Jul. 8th, 2014

oh my goodness it's one of those days. I started with a skype at 9 am; then I was supposed to work on a paper from 10 to noon, but instead I had to a) alert people about an upcoming 2pm call (and create an agenda for it) because one of the participants emailed me asking about it; b) edit the powerpoints for my 4 pm call, because my undergrads are good but they are still learning how to communicate about their work clearly, and their ppts needed polishing before I could ship them out; c) submit a paper that my grad student had finished, and that had been through all the co-authors' final review; d) review some changes Vica made to a grant that I had promised yesterday to deal with and give him feedback on; e) deal with some budget/personnel effort issues with admin; f)answer my students' questions about their analyses, posters, powerpoints, etc. ::phew::

Then at noon I met with Jeci about her presentation at the 2 pm call; met up at 1 pm with the hubby for lunch (yay!! :), and back to my office for the 2 pm call, 3 pm call, and still have an upcoming 4 pm call. The 3 pm call is kind of low demand on me (hence my posting here) but the 4 pm call is back into full-on analysis mode, where I have to be paying attention and thinking critically.

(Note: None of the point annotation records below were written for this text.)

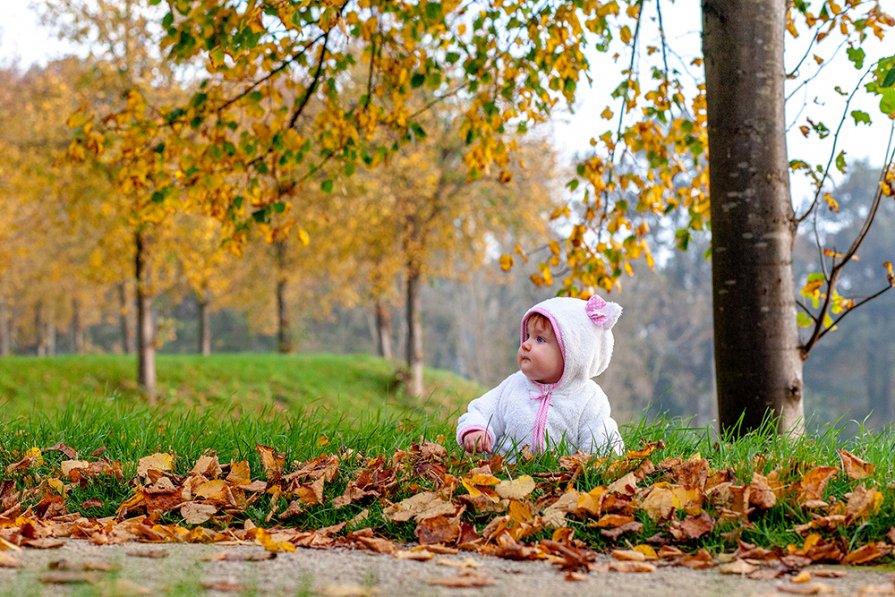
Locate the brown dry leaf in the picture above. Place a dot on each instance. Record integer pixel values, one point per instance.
(464, 563)
(438, 529)
(240, 473)
(738, 566)
(614, 534)
(630, 566)
(867, 553)
(222, 585)
(196, 513)
(659, 503)
(70, 578)
(854, 467)
(809, 588)
(207, 466)
(346, 590)
(481, 484)
(419, 507)
(863, 503)
(802, 576)
(466, 581)
(516, 489)
(694, 527)
(628, 555)
(68, 466)
(761, 495)
(160, 461)
(44, 543)
(154, 554)
(813, 483)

On the other hand, I think we are actually making progress on some of this work. On many of these projects and analyses we are still floundering about re-thinking our analysis methods and/or trying to make sense of the results, so it's slow work. But it'll come together. Sometimes in all those calls it's just a sentence or two that makes the difference, that tips the balance and makes what looks like a disorganized heap suddenly all fall into place. :)

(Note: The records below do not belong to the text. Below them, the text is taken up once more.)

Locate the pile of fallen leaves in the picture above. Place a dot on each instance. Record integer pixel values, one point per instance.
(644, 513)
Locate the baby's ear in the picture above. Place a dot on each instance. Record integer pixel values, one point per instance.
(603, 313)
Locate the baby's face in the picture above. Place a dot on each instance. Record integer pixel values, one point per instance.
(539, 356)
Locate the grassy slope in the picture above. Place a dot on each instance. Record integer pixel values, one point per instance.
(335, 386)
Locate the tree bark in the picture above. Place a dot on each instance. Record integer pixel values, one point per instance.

Which actually leads to another thought, which is I would definitely describe the mode I have to be in on a lot of these calls as "critical thinking." For these calls that I'm engaged with (as opposed to sitting in on), I have to be listening to what people are saying and constantly thinking about all the alternative approaches, analyses, interpretations, etc., so that as a group we have combed through as many of them as possible before we come to a conclusion. But that's not just critical thinking in the abstract--it's a combination of both form and content. I have to know the field in order to generate an alternative hypothesis--I can't do diddly-squat about thinking about potential side-effects from a drug, for example, other than to know generally that we should *think* about the side-effects and how that might affect subject participation and the validity of whatever it is we are measuring (and even that I only know to ask because I've seen so many psychiatrists point it out, I certainly didn't think of it on my own). I can say that this or that imaging method might be better for what we are trying to do, or that we know age and gender affect this brain measure but not that; but I am dependent on someone else to point out that the depression score and response time measures are often related and can't be interpreted separately for a given clinical population, for example.

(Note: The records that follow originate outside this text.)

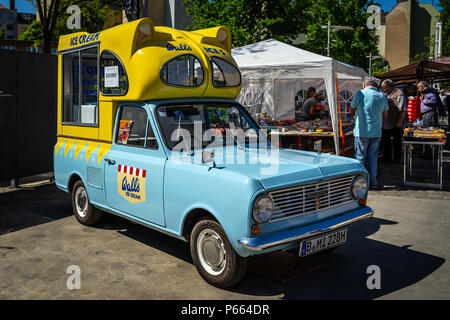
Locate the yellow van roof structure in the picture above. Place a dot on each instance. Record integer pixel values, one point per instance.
(144, 49)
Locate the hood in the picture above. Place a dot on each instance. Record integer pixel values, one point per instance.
(281, 167)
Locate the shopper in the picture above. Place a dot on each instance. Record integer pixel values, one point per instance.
(369, 106)
(445, 99)
(430, 103)
(394, 122)
(308, 108)
(299, 106)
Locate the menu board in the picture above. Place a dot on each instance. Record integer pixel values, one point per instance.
(124, 131)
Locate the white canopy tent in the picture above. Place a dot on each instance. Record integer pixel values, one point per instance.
(274, 72)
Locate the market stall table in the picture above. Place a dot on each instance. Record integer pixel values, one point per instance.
(312, 135)
(433, 138)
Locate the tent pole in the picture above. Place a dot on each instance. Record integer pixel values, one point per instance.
(339, 112)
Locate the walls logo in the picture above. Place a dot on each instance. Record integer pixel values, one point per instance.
(131, 183)
(181, 47)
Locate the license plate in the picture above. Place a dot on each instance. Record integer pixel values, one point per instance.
(323, 242)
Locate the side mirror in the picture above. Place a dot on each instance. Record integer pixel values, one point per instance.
(318, 146)
(208, 156)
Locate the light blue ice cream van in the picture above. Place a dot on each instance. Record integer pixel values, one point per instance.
(178, 154)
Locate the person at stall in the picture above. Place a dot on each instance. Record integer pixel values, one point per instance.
(309, 94)
(430, 104)
(445, 99)
(394, 122)
(369, 107)
(309, 111)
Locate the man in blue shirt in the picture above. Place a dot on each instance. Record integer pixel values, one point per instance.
(369, 106)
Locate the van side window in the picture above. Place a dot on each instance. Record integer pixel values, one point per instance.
(183, 71)
(80, 107)
(113, 78)
(135, 128)
(225, 75)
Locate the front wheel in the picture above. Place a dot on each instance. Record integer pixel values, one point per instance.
(213, 255)
(84, 211)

So how do we *teach* that? There's a reason that grad school is more like an apprenticeship; so much of what you are learning is intertwined method and content, not just "here's how it's done in the abstract, now go apply it". But in a 12-16 week undergraduate class, where I have to impart content as well as critical thinking, I have to be a bit simpler--I have to remember that what seems obvious to me, not critical thinking at all, is actually new and unfamiliar connections between ideas for the students. Hm hm hm.